Sergey Stepanovich Lanskoy (Russian: Серге́й Степа́нович Ланско́й; 3 January 1788 [O.S. 23 December 1787] - 7 February [O.S. 26 January] 1862) was the Russian Minister of the Interior from 1855 to 1861, being inaugurated during a reform-minded era and dismissed after the Emancipation Reform of 1861. He is known for being close friends with Nikolay Milyutin, who drafted the Russian Emancipation proclamation, and with his brother, Dmitry Milyutin, who was serving as Minister of War.[1]
Political career
In 1810, Lanskoy had joined a Freemason lodge, and held important positions until the closing decree of 1822. After this, he was a member of the Union of Prosperity, but was out of it by the disturbances of 1825. His last known secret organization was the Theoretical Degree of the Order of the Golden-Rose Cross, which also remained clandestine throughout his life.[2] He was known particularly for being with the Freemasons and for being "with the Brothers" (the Milyutins) in Russian society.[1] In this regard, he has also been connected multiple-times with Leo Tolstoy and other Russian Liberals and Constitutionalists who had been involved in Masonic lodges.[3]
In the early 1850s, around 1852, Lanskoy had been involved with the reformation of the Russian prison system. He had rejected donations to the prison system for prisoners, until prisoner committees could be established, and then finally gave into the plan for a Krasnoyarsk Prisoners Society, to serve this purpose.[4]
In 1855, Lanskoy was behind an initiative to tell Europe about Russia in liberal and progressive hues, establishing Le Nord as a newspaper in Belgium to give air to these views.[5]

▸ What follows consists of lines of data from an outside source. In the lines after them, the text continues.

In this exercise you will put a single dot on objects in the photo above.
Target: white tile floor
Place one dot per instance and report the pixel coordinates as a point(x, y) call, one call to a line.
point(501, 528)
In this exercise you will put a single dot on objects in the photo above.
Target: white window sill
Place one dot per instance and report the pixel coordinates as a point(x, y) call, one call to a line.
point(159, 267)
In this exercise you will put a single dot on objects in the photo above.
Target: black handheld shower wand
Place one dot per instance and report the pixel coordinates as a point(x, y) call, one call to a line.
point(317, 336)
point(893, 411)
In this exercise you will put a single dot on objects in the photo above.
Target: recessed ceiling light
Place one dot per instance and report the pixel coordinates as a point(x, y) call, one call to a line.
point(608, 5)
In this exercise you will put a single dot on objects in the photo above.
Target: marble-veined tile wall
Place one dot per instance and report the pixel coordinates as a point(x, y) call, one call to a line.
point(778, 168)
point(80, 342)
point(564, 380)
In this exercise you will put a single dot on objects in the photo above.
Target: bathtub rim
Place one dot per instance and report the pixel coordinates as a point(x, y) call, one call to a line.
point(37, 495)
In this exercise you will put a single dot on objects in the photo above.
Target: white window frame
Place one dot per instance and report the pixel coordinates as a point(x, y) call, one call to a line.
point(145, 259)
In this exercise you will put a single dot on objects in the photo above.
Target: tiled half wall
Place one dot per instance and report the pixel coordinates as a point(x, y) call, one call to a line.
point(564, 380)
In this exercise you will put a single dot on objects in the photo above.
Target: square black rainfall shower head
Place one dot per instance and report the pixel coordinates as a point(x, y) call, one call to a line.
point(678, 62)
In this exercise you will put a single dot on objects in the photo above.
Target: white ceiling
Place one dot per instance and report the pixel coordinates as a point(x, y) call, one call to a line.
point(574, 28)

During a meeting of nobles in 1856, Lanskoy tried to persuade a group of nobles to voluntarily abolish serfdom, because "it would be in their interests to grant the serfs emancipation before the peasants rebelled..." (which is what actually happened)[6]
When Milyutin finally authored the Emancipation Proclamation for Russian serfs in 1861, just a year before Lanskoy's death, Lanksoy's place was considered important. Being born in the 1700s and having a prestigious military career, he "was the only representative of an earlier generation of Russian civil servants."[7]